2025年3月11日
労務・人事ニュース
現金給与総額が37か月連続増加!平均295,505円の賃金上昇が企業の採用市場に与える影響とは?(毎月勤労統計調査 令和7年1月分結果速報)
毎月勤労統計調査 令和7年1月分結果速報(厚労省)
令和7年1月分の毎月勤労統計調査の速報によると、日本の賃金動向は引き続き上昇傾向にあるものの、実質賃金の低下が課題となっている。名目賃金である現金給与総額は、規模5人以上の事業所において平均295,505円となり、前年同月比2.8%増加した。これは37か月連続のプラス成長であり、雇用環境が依然として堅調であることを示している。また、規模30人以上の事業所では332,594円となり、前年同月比3.8%増の増加を記録し、47か月連続のプラスとなった。特に、定期的に支払われる「きまって支給する給与」は283,188円と3.2%増加し、これは32年10か月ぶりの高い伸び率となった。

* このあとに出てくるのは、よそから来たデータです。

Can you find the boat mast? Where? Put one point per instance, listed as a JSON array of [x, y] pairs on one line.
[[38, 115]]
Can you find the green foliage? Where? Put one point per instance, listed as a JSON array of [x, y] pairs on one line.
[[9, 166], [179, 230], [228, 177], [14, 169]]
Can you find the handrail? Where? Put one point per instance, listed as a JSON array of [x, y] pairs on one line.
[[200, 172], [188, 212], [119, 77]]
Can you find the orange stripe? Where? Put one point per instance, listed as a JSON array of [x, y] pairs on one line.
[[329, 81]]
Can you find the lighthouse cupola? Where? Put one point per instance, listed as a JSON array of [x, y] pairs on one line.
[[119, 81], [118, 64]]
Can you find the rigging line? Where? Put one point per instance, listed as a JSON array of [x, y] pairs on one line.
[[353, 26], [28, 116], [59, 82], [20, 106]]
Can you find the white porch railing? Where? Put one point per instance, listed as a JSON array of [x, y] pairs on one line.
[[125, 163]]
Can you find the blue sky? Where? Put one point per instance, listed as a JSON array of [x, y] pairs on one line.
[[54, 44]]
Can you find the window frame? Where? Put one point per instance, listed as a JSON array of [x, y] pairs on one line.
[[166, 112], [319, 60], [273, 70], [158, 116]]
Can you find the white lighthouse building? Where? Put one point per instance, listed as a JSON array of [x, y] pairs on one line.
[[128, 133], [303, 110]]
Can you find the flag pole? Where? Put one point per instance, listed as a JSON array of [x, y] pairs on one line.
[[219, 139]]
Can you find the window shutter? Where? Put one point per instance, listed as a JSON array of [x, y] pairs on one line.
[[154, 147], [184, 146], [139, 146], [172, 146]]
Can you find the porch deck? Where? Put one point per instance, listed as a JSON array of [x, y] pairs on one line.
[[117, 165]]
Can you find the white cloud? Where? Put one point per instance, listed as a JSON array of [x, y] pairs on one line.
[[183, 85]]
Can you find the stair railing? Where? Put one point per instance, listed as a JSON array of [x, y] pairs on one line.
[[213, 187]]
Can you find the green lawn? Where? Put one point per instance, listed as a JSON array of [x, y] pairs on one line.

所定内給与についても263,710円と3.1%増加しており、こちらも32年3か月ぶりの高い伸びを示している。一方で、特別に支払われた給与、すなわちボーナスや臨時手当は12,317円と前年同月比3.7%減少し、労働者の手取り収入にはばらつきが見られる。一般労働者に限定すると、現金給与総額は379,253円であり、前年同月比2.7%の増加を記録しており、46か月連続でプラスとなった。さらに、所定内給与に関しては335,435円となり、3.1%増加し、過去最高の伸び率を記録した。これは、基本給の上昇や労働環境の改善が進んでいることを示唆している。
パートタイム労働者の賃金についても注目すべき点がある。時間当たりの所定内給与は1,397円となり、前年同月比4.5%増と43か月連続でプラスの成長を続けている。これは、最低賃金の引き上げや、企業が人材確保のために賃金を上昇させていることが影響していると考えられる。しかしながら、実質賃金指数は令和2年平均を100とした場合、規模5人以上の事業所では82.0となり、前年同月比1.8%減少した。規模30人以上の事業所では80.5となり、前年同月比0.7%減少しており、5か月ぶりにマイナスに転じた。これは、消費者物価指数(持家の帰属家賃を除く総合)が前年同月比4.7%上昇したことによる影響とみられる。
物価上昇によって、名目賃金の増加分が実質的な購買力の向上につながっていないことが明らかになった。特に、賃金の上昇率と物価の上昇率の差が開いており、労働者の生活に与える影響は決して小さくない。この状況は企業の採用市場にも影響を及ぼすと考えられる。まず、パートタイム労働者の賃金上昇が続いていることから、サービス業や小売業において採用コストが上昇しており、人手不足の業界ではより高い時給を提示しなければならない状況が生じている。また、一般労働者の賃金が堅調に増加していることから、企業の給与水準を競争力のあるものに維持するための努力が求められる。
特に、成長産業においては、より良い待遇を求める労働者が増加する可能性があり、企業側は採用戦略を見直す必要がある。住宅市場では、実質賃金の低下が住宅購入意欲に影響を与え、住宅ローンの負担増が家計に重くのしかかる可能性がある。そのため、建設業界の採用市場にも影響が及ぶことが予想される。加えて、消費者の購買力の低下は、飲食業や小売業の売上に影響を与え、結果としてこれらの業界の採用意欲にも波及することが考えられる。